LUCRECIA is installed at the end of one of the ISOLDE beam lines, and consists of the TAS with a tape station for implanting the radioactive activity. Radioactive ion beams from ISOLDE are implanted onto the tape (held by a beam pipe) which is then transported to the centre of the TAS for measurement. By changing the position of the rollers, it is possible to implant the beam directly in the centre of the TAS, which allows for measurements of more exotic nuclei with shorter half-lives or outside the spectrometer and the moved into the detector.

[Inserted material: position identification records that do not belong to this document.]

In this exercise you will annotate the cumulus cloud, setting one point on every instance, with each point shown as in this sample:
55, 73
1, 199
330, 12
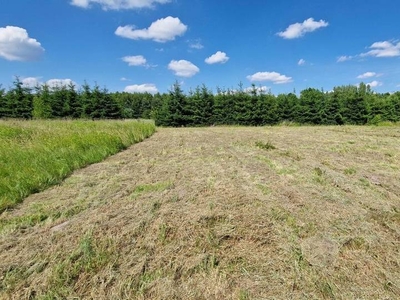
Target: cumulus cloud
135, 61
16, 45
162, 30
297, 30
274, 77
344, 58
367, 75
119, 4
31, 82
259, 89
196, 45
217, 58
301, 62
383, 49
52, 83
183, 68
142, 88
375, 83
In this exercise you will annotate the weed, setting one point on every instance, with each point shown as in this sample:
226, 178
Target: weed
244, 295
265, 146
37, 154
147, 188
164, 230
350, 171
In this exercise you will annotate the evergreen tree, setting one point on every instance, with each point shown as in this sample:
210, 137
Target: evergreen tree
2, 102
73, 101
85, 97
111, 107
174, 110
42, 103
286, 107
19, 101
311, 104
59, 104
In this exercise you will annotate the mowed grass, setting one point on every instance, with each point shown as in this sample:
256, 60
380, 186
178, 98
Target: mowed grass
217, 213
37, 154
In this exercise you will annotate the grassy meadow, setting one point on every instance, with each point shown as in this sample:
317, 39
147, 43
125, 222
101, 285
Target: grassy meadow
37, 154
217, 213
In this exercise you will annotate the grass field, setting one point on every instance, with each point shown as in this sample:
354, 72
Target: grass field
37, 154
217, 213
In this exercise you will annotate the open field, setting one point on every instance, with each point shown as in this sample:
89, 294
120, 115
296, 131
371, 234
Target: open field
37, 154
217, 213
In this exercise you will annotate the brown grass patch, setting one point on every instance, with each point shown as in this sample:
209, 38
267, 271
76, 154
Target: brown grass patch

The TAS is made of a piece of NaI(Tl) cylindrically shaped with a height of 38 cm. The 7.5 cm diameter cylindrical cavity runs perpendicularly to its axis of symmetry. The cavity allows the beam pipe to enter into the detector and position the radioactive source in the centre of the detector, and allows the placement of ancillary detectors on the opposite side to measure other radiation such as the beta particles, X-rays or gamma radiation. The use of the cavity decreases LUCRECIA's total efficiency (to around 90% for a range of 300 to 3000 keV). Eight PMTs are used to collect light, and the total counting rate is kept below 10 kHz to avoid pileup contributions.

Around the TAS there is a 19 cm thick shielding box made of four layers: polythene, lead, copper and aluminium. The box absorbs most external radiation, including neutrons, cosmic rays and background from the facility.

== Results ==
The results from experiments performed at the LUCRECIA setup, have been able to confirm theoretical predictions on the prolate shape of ^{76}Sr ground state and an admixture of prolate and oblate shape for ^{74}Kr ground state.

Similar studies have been carried out in the neutron deficient mercury region.

Currently, several experiments are in "preparation" stages using the LUCRECIA setup at the ISOLDE facility.